In [INS v. Lopez-]Mendoza [, 468 U.S. 1032 (1984)], the Supreme Court clearly held the exclusionary rule does not apply to bar illegally procured evidence from admission in a deportation hearing. Mendoza, 468 U.S. at 1050 (holding that the “balance between costs and benefits comes out against applying the exclusionary rule in civil deportation hearings”). The panel in Lopez-Rodriguez v. Mukasey (Rodriguez), 536 F.3d 1012 (9th Cir. 2008), held precisely the opposite. How we got there is an interesting— and perhaps cautionary—tale. We seem to have turned Supreme Court plurality dicta into majority dicta simply by saying so. Then, we have applied that dicta, in a manner not consistent with the sole case cited in the dicta, to create a new rule—one never envisioned by either the Supreme Court majority or the plurality.
Judge Bea then provides detail of the 4-step analysis he claims the panel engaged in. That analysis is nicely summarized by attorney and blogger Gabriel Malor:
Step One is to dig through Supreme Court decisions for dicta (that is, non-binding editorializing) that is arguably on point. Step Two is to mischaracterize that dicta as binding and creating a new constitutional test. Step Three is to “rephrase” the new rule so as to reach wider conduct. Step Four is to impose the new rule, while acting as if it was obvious all along.

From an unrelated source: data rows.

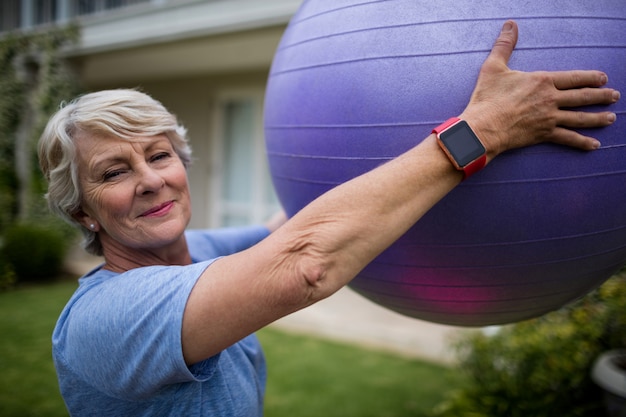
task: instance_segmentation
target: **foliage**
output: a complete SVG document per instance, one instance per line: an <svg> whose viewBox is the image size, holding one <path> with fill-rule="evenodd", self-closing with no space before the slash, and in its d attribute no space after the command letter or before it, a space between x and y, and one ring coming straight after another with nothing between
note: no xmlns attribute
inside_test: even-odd
<svg viewBox="0 0 626 417"><path fill-rule="evenodd" d="M63 265L66 242L54 228L20 223L6 230L2 258L18 281L54 279Z"/></svg>
<svg viewBox="0 0 626 417"><path fill-rule="evenodd" d="M53 29L33 36L32 46L36 50L38 59L38 83L34 91L35 124L31 134L33 145L36 144L41 132L43 132L50 116L59 108L59 104L69 101L80 93L80 85L76 76L67 66L61 55L61 49L68 44L78 41L78 26L70 25L65 28ZM37 155L33 146L33 167L36 175L33 175L32 191L37 196L42 196L46 190L46 183L39 172ZM39 204L34 204L35 213ZM30 210L33 210L32 208Z"/></svg>
<svg viewBox="0 0 626 417"><path fill-rule="evenodd" d="M590 378L604 351L626 346L626 273L559 311L472 333L458 345L470 383L440 417L592 417L604 415Z"/></svg>
<svg viewBox="0 0 626 417"><path fill-rule="evenodd" d="M12 289L17 283L13 265L0 254L0 292Z"/></svg>
<svg viewBox="0 0 626 417"><path fill-rule="evenodd" d="M0 40L0 232L17 214L14 134L25 97L13 63L18 54L19 41L15 36Z"/></svg>
<svg viewBox="0 0 626 417"><path fill-rule="evenodd" d="M78 35L70 25L0 37L0 234L17 217L29 219L45 207L36 142L58 103L79 92L61 54ZM23 158L20 149L27 153ZM25 165L24 178L18 160ZM19 198L22 190L28 199Z"/></svg>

And if you don’t mind mild profanity (by today’s standards, anyway), and especially if you are usually in sync with Judge Bea, I think you’ll find it ‘s worth clicking on the link to Malor’s post just to read the title, which is even more blunt.
Judge Bea’s dissent is joined by three others, including original panel member Judge Bybee, who warned in his separate concurrence with the panel opinion that Ninth Circuit precedent “has set us on a collision course with the Supreme Court.”